Slowly, Lola is forming friendships with miniature and moyen poodles Button and Barney, who belong to Julie Andrews, Ms. Walton Hamilton’s mother, who lives nearby in Sag Harbor.
“The miniature, who is the same age as our old dog, is just not very interested,” Ms. Walton Hamilton said. “But the medium one is so sweet with her. His name is Barney, but we call him Uncle Barney because every time Lola comes over, he’s like, ‘Hey! Lola! Chase me! I’ll play with you!’ He’s just really kind.”
On Monday, Ms. Merrell’s senior cat, Olive, was busy hiding in the basement from an enthusiastic Otto, clumsily trying to make his way down the stairs. “You are literally too young to do this,” she semi-chided him.
“He’s a very unusual dog, I can already tell, in all ways,” she said. “He’s just like, ‘I can do that. Whatever it is, I can do it.’ He doesn’t want to be carried up and down stairs, he wants to do it all by himself.”
Closing out one week of living with Otto, Ms. Merrell said it’s going remarkably well. He is affectionate and calm, positive and friendly, and even sits with her and her husband, Jim, while they meditate in the morning.

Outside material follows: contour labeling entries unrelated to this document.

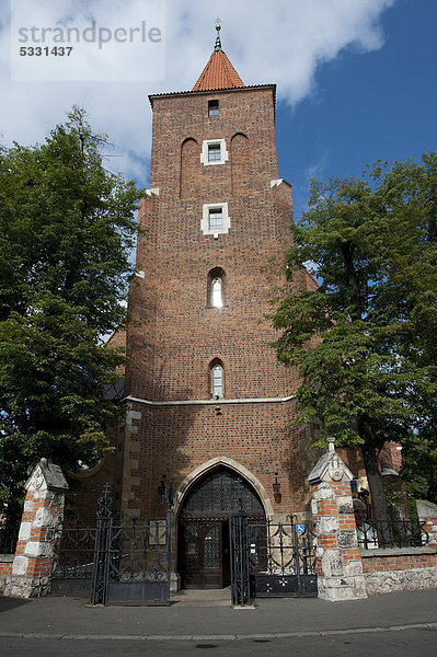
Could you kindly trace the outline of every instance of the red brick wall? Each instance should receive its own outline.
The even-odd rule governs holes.
[[[410,568],[427,568],[437,566],[437,554],[390,554],[373,555],[363,554],[363,572],[371,573],[375,570],[404,570]]]
[[[217,97],[219,116],[208,117],[208,100]],[[202,143],[214,139],[226,140],[229,160],[204,165]],[[151,194],[140,204],[146,232],[136,262],[145,278],[130,285],[126,395],[208,400],[215,358],[223,364],[227,400],[296,393],[298,376],[277,364],[271,347],[277,336],[262,321],[272,311],[273,285],[285,283],[272,280],[262,267],[283,261],[291,243],[291,191],[285,182],[272,187],[278,177],[273,87],[153,97]],[[210,203],[229,208],[229,233],[218,239],[200,230],[203,204]],[[226,275],[221,309],[207,304],[214,268]],[[313,289],[317,283],[302,273],[295,285]],[[310,449],[311,430],[296,426],[294,402],[221,404],[220,415],[214,407],[134,402],[142,416],[134,420],[137,433],[126,439],[123,454],[117,452],[117,504],[123,498],[141,516],[162,515],[157,493],[162,473],[177,487],[195,468],[227,457],[258,479],[275,512],[308,510],[307,476],[320,452]],[[102,474],[94,480],[100,486]]]

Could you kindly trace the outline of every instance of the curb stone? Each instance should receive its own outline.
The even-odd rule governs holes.
[[[260,638],[303,638],[306,636],[335,636],[338,634],[375,634],[409,630],[435,630],[437,623],[412,623],[387,627],[355,627],[353,630],[321,630],[320,632],[278,632],[272,634],[49,634],[42,632],[0,632],[2,638],[44,638],[55,641],[248,641]]]

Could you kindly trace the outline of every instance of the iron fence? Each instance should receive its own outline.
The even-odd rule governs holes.
[[[373,520],[357,526],[358,546],[361,550],[378,548],[419,548],[428,543],[425,522],[414,520]]]
[[[311,522],[230,520],[231,588],[234,604],[254,597],[315,597],[315,535]]]

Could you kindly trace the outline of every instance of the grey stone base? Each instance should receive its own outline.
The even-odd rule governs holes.
[[[337,602],[367,598],[366,580],[363,575],[349,577],[319,577],[319,598]]]
[[[50,591],[48,577],[26,577],[24,575],[5,575],[2,595],[11,598],[41,598]]]
[[[379,570],[377,573],[365,573],[364,576],[369,596],[437,588],[436,567]]]

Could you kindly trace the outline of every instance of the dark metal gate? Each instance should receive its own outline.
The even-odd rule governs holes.
[[[99,504],[95,528],[62,531],[53,590],[91,590],[92,604],[169,604],[170,506],[163,520],[114,517],[108,486]]]
[[[244,511],[230,518],[233,604],[253,598],[318,595],[314,533],[310,522],[253,522]]]

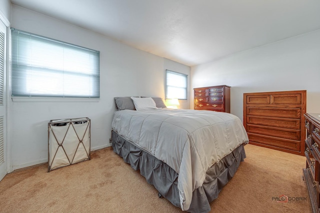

“We’re really happy,” she said. “As we are starting to see ourselves emerging from this last crazy year, there’s some feeling of hope that, probably, people feel in all different ways of wanting to do something generative — write something, paint something, raise something.
“We’ve had a lot of sadness, and I think having something positive and hopeful, it feels like a really important time for that,” she continued. “It’s like, what do you want to spend your time doing, if you feel less sure about time?”
For Mr. Gazzolo, Atticus has already proven to be a light in the darkness, he said, a place of comfort and sweetness in his daily life for the last week. Just taking a walk down Main Street is always an adventure, he said.
“He meets, no kidding, an Irish wolfhound, 10 times his size,” Mr. Gazzolo said. “And he’s just talking all this trash to this wolfhound, and we’re like, ‘Maybe don’t pick a fight with a breed that has “wolf” in their name, when you have “mini” and “doodle” in your name.’”
He interrupted himself, bursting out laughing at the memory.
“Puppies are wonderful,” Mr. Gazzolo said, “and having a dog in Sag Harbor is that much more amazing because it is such a community, and you can see the same people, and they’ll get to know you and your dog, and love your dog, and ask about your dog — and you just feel that sense of ‘the village.’ Being a part of that is such a sweet part of the social fabric here.”